The management of SpA associated arthritis in the setting of HIV infection poses some difficulty.11 HIV associated SpA is often undifferentiated. Clinical recognition and identification of a specific pathogen may be difficult and, as in the present case, treatment may also prove difficult. The addition of ritonavir to his combination treatment of two nucleoside analogues had a dramatic effect on our patient. Although this might have represented the natural history of the arthritis or a response to sulfasalazine, it is interesting to speculate that the triple treatment combination might have contributed to the patient's recovery. Recently, it has been suggested that HAART is effective in preventing AIDS defining illness12 and it is possible, as in our case, that this treatment might have contributed to the alleviation of the arthropathy. There are two possible mechanisms for this. Firstly, some authors have suggested that HIV could be prominent in joint tissues13and indeed the role of HAART in the patient's recovery may be related to inhibition of HIV itself at these sites.14 Secondly, the HIV inhibition might have allowed sufficient immune recovery to control a pathogen which was contributing to genitourinary or intestinal infection which was the trigger for disease. It is possible that the resistance of HIV associated SpA could relate to continued infection with micro-organisms and that the HAART treatment indirectly alleviated this by raising the CD4 cell count, leading to a more effective immune response. Whichever of these explanations proves to be the case the infectious trigger seems to act primarily at the enthesis.

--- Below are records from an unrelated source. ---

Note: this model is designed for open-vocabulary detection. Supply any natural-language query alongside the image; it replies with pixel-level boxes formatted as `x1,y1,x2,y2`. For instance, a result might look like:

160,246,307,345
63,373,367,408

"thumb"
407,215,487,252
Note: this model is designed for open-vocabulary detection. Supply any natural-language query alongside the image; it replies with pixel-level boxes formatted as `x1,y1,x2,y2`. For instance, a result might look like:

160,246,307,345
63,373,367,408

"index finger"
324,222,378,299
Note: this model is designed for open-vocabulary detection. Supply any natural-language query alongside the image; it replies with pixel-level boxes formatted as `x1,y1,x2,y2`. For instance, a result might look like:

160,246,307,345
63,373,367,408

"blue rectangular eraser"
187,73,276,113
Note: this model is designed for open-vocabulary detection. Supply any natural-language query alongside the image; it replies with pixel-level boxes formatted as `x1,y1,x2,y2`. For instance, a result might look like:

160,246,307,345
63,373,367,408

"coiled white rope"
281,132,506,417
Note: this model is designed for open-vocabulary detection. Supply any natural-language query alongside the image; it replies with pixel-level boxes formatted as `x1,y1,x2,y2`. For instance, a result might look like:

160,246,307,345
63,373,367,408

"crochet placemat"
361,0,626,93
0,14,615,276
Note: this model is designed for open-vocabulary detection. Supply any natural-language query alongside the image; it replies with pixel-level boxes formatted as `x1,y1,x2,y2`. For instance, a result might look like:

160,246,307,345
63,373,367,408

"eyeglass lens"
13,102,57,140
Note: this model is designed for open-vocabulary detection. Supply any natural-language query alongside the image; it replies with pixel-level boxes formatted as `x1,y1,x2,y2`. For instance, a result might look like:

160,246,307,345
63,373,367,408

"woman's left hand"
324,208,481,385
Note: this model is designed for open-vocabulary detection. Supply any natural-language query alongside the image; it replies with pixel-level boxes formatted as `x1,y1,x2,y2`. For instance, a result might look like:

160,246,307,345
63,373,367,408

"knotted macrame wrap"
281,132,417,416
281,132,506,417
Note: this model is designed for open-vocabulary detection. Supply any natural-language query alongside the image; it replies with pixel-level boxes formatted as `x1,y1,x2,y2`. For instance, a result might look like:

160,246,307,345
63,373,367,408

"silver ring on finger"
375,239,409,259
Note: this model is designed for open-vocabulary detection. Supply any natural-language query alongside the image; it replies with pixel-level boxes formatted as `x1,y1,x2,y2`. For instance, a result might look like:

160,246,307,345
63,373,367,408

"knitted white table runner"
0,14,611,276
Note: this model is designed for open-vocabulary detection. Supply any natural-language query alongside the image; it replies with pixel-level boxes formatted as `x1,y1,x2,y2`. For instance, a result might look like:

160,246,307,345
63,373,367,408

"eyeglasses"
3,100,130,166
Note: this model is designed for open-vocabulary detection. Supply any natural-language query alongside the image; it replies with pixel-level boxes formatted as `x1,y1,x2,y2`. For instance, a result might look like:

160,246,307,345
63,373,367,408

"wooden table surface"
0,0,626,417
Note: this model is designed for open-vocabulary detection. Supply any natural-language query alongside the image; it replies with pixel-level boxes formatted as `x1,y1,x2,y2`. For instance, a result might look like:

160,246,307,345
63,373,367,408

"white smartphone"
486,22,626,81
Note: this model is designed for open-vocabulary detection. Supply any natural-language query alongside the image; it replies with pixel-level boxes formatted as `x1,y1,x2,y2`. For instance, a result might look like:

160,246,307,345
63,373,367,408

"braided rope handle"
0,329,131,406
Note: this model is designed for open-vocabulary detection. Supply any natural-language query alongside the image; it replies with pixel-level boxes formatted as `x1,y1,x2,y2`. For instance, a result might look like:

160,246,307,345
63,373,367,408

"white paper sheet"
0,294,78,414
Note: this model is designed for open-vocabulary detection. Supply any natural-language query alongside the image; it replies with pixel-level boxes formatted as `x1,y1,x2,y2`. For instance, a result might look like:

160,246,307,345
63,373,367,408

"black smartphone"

In conclusion, the imaging findings and response to treatment in this case may shed light on a pathogenic model for HIV associated SpA. The biomechanical factors resulting in disease localisation, the increased access of infectious agents to the circulation, and the relative preservation of the CD8 T cell repertoire may explain why disease is more common and severe. These anatomical observations also have implications for pathogenic mechanisms for inflammatory arthritis in general.

Three pathogenic mechanisms are proposed for SpA in the setting of HIV infection: (a) exposure to bacterial triggers is increased; (b) CD8 T cells are relatively spared; and (c) biomechanical factors may be important in primary disease localisation. In comparison, RA may be more immunologically mediated, with rheumatoid factors and CD4 T cells contributing to inflammation. This difference may explain why RA is no commoner in HIV and why it may even go into remission.